We have a 6-node cluster - 3 Zeros and 3 Alphas.
There’s an Alpha instance in our Test environment that’s non-responsive. The other two Alphas are fine. I logged onto the instance and the dgraph process was still up and running. I can see the other nodes can disconnect/re-connect to it when I stop/restart the dgraph process on the bad Alpha. However, when attempting to run a query against it (using curl localhost), the query just doesn’t return. I’ve had this happen once before and just terminated and rebuilt the instance because I didn’t have the time to investigate, but I’m curious what causes this to happen.
I tried restarting the dgraph process, but it it didn’t help.
The ERROR log has:
Error during SubscribeForUpdates for prefix "\x00\x00\x00\x00\x00\x00\x00\x00\x00\x00\x15dgraph.graphql.schema\x00": Unable to find any servers for group: 1. closer err: <nil>
When I look at the localhost:8080/state, it has the correct cluster metadata. The other five nodes are up and reachable.
In the INFO log, when it restarts, I can see where it gets the first state update from the Zero successfully and displays the schema predicates.

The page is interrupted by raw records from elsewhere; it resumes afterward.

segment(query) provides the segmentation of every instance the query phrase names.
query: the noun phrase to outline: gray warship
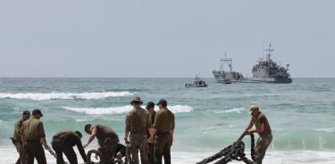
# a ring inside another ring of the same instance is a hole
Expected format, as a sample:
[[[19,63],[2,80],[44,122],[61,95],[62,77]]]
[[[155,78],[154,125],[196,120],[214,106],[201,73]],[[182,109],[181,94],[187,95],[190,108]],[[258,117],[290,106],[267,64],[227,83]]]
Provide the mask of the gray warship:
[[[196,76],[192,83],[185,83],[185,87],[207,87],[208,85],[205,80],[201,79],[199,77]]]
[[[228,65],[230,70],[224,70],[225,65]],[[232,71],[232,59],[227,58],[227,53],[224,53],[224,58],[220,60],[220,70],[213,70],[216,82],[223,84],[231,84],[231,82],[238,82],[243,79],[243,75],[239,72]]]
[[[246,78],[243,82],[292,83],[289,73],[289,64],[286,64],[284,68],[271,59],[272,53],[274,51],[271,47],[271,43],[265,51],[266,59],[261,58],[258,63],[253,66],[253,78]]]

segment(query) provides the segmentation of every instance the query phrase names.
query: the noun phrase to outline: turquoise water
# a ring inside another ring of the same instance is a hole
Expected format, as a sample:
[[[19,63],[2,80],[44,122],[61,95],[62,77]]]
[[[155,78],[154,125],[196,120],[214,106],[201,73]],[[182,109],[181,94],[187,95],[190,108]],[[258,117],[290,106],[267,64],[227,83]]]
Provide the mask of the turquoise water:
[[[130,102],[139,95],[145,102],[164,98],[175,112],[174,152],[212,152],[230,144],[250,120],[252,103],[259,105],[272,128],[270,152],[335,150],[335,78],[231,85],[205,78],[207,88],[185,88],[190,80],[0,78],[0,149],[12,146],[8,138],[15,120],[33,108],[45,115],[48,142],[59,130],[84,132],[87,123],[108,125],[122,137]]]

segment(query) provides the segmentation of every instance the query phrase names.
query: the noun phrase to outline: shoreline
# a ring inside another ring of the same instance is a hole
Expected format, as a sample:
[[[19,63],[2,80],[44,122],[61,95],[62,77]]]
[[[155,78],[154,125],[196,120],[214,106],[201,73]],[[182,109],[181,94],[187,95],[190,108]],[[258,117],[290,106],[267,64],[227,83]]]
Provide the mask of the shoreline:
[[[90,149],[90,148],[89,148]],[[88,150],[89,150],[88,149]],[[78,150],[77,152],[79,162],[82,162]],[[86,150],[86,151],[88,151]],[[14,147],[0,146],[2,157],[0,163],[14,163],[18,154]],[[172,152],[172,162],[173,164],[196,163],[207,158],[215,152]],[[247,157],[250,159],[250,152],[246,152]],[[55,159],[46,152],[47,163],[55,164]],[[66,158],[64,158],[66,160]],[[242,164],[240,161],[232,161],[230,163]],[[335,154],[333,151],[269,151],[267,152],[264,163],[271,164],[333,164],[335,163]]]

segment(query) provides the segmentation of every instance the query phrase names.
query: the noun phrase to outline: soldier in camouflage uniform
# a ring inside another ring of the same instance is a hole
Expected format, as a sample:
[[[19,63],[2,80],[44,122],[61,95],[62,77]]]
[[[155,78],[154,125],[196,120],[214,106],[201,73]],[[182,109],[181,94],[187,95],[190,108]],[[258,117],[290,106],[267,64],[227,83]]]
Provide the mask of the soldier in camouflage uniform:
[[[26,163],[26,155],[23,150],[22,139],[21,139],[21,127],[23,121],[30,118],[30,112],[29,111],[24,111],[22,113],[22,118],[15,122],[14,125],[14,134],[13,135],[13,143],[14,144],[17,152],[19,152],[19,159],[15,164],[25,164]]]
[[[147,164],[147,132],[151,131],[149,113],[141,108],[143,102],[139,97],[134,97],[130,104],[134,109],[126,116],[126,128],[124,140],[129,143],[130,132],[130,146],[133,164],[138,164],[138,149],[141,155],[141,163]]]
[[[151,125],[153,126],[155,123],[155,103],[153,102],[148,102],[147,103],[146,109],[150,114],[150,119],[151,119]],[[147,138],[150,137],[150,132],[147,132]],[[148,147],[148,153],[147,153],[147,158],[149,160],[149,164],[154,164],[154,142],[148,140],[147,142],[147,147]]]
[[[109,164],[112,162],[112,158],[114,157],[116,146],[119,144],[119,136],[112,128],[107,126],[96,124],[85,125],[85,132],[89,135],[87,144],[83,145],[86,148],[96,137],[99,144],[98,151],[104,156],[104,163]]]
[[[57,155],[57,164],[64,164],[63,152],[65,154],[71,164],[78,164],[77,155],[73,146],[77,148],[84,162],[87,162],[86,153],[81,144],[82,135],[79,131],[64,130],[60,131],[53,136],[52,146]]]
[[[164,164],[171,164],[171,146],[173,142],[174,114],[166,108],[167,102],[161,99],[158,103],[159,111],[155,114],[154,129],[150,134],[151,141],[154,140],[155,163],[162,164],[164,157]]]
[[[48,149],[49,146],[46,140],[43,123],[39,120],[43,114],[40,110],[36,109],[32,111],[32,115],[33,117],[23,122],[21,129],[24,150],[27,154],[26,164],[34,164],[34,158],[36,158],[38,164],[46,164],[42,144],[46,149]]]
[[[251,133],[257,133],[259,138],[257,144],[255,146],[255,162],[262,164],[262,160],[265,156],[265,152],[271,142],[272,141],[272,135],[270,127],[269,121],[265,115],[264,115],[257,105],[251,105],[249,113],[252,115],[249,125],[246,128],[246,134],[250,135]],[[251,129],[253,127],[255,129]]]

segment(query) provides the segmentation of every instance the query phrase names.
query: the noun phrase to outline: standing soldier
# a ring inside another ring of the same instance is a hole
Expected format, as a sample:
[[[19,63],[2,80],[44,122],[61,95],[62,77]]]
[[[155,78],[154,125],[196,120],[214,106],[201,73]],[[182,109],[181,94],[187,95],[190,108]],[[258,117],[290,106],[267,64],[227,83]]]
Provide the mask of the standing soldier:
[[[80,141],[81,137],[80,132],[69,130],[60,131],[53,136],[51,144],[57,155],[57,164],[64,164],[63,152],[68,158],[70,164],[78,164],[77,155],[72,148],[74,145],[77,145],[82,160],[87,162],[86,153]]]
[[[155,103],[153,102],[148,102],[147,103],[146,109],[150,114],[150,119],[151,119],[151,126],[154,125],[155,123]],[[147,137],[150,137],[150,132],[147,132]],[[147,153],[147,158],[149,160],[149,164],[154,164],[154,142],[148,140],[147,142],[148,145],[148,153]]]
[[[158,103],[159,111],[155,117],[154,130],[150,135],[151,141],[155,136],[155,160],[162,164],[162,157],[164,157],[164,164],[171,164],[171,145],[173,142],[174,115],[166,108],[167,102],[161,99]]]
[[[147,164],[147,132],[151,129],[151,121],[149,113],[141,108],[143,102],[139,97],[134,97],[130,104],[134,109],[126,116],[126,129],[124,140],[128,141],[128,135],[130,132],[130,146],[132,161],[138,164],[138,149],[141,155],[141,163]]]
[[[259,138],[257,144],[255,146],[255,162],[262,164],[262,160],[265,156],[265,152],[271,142],[272,141],[272,135],[271,133],[270,124],[265,117],[258,109],[257,105],[251,105],[249,113],[252,115],[249,125],[246,128],[245,133],[250,135],[252,133],[257,133]],[[255,129],[251,129],[253,127]]]
[[[38,164],[46,164],[46,154],[42,144],[46,149],[49,148],[46,140],[46,134],[42,121],[39,120],[43,114],[40,110],[32,111],[30,119],[22,124],[22,142],[27,155],[27,164],[33,164],[34,158]],[[42,142],[42,144],[41,144]]]
[[[30,118],[30,112],[29,111],[24,111],[22,113],[22,118],[20,119],[18,121],[15,122],[14,125],[14,135],[13,135],[12,141],[14,144],[17,152],[19,152],[19,159],[15,164],[25,164],[26,163],[26,157],[24,154],[23,144],[22,144],[22,138],[21,135],[21,131],[22,127],[23,121],[29,119]]]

Is there any other debugging that I can try to get the instance fixed before I just terminate and let it rebuild?
Thanks!
Dgraph version : v21.03.2
Dgraph codename : rocket-2
Dgraph SHA-256 : 00a53ef6d874e376d5a53740341be9b822ef1721a4980e6e2fcb60986b3abfbf
Commit SHA-1 : b17395d33
Commit timestamp : 2021-08-26 01:11:38 -0700
Branch : HEAD
Go version : go1.16.2
jemalloc enabled : true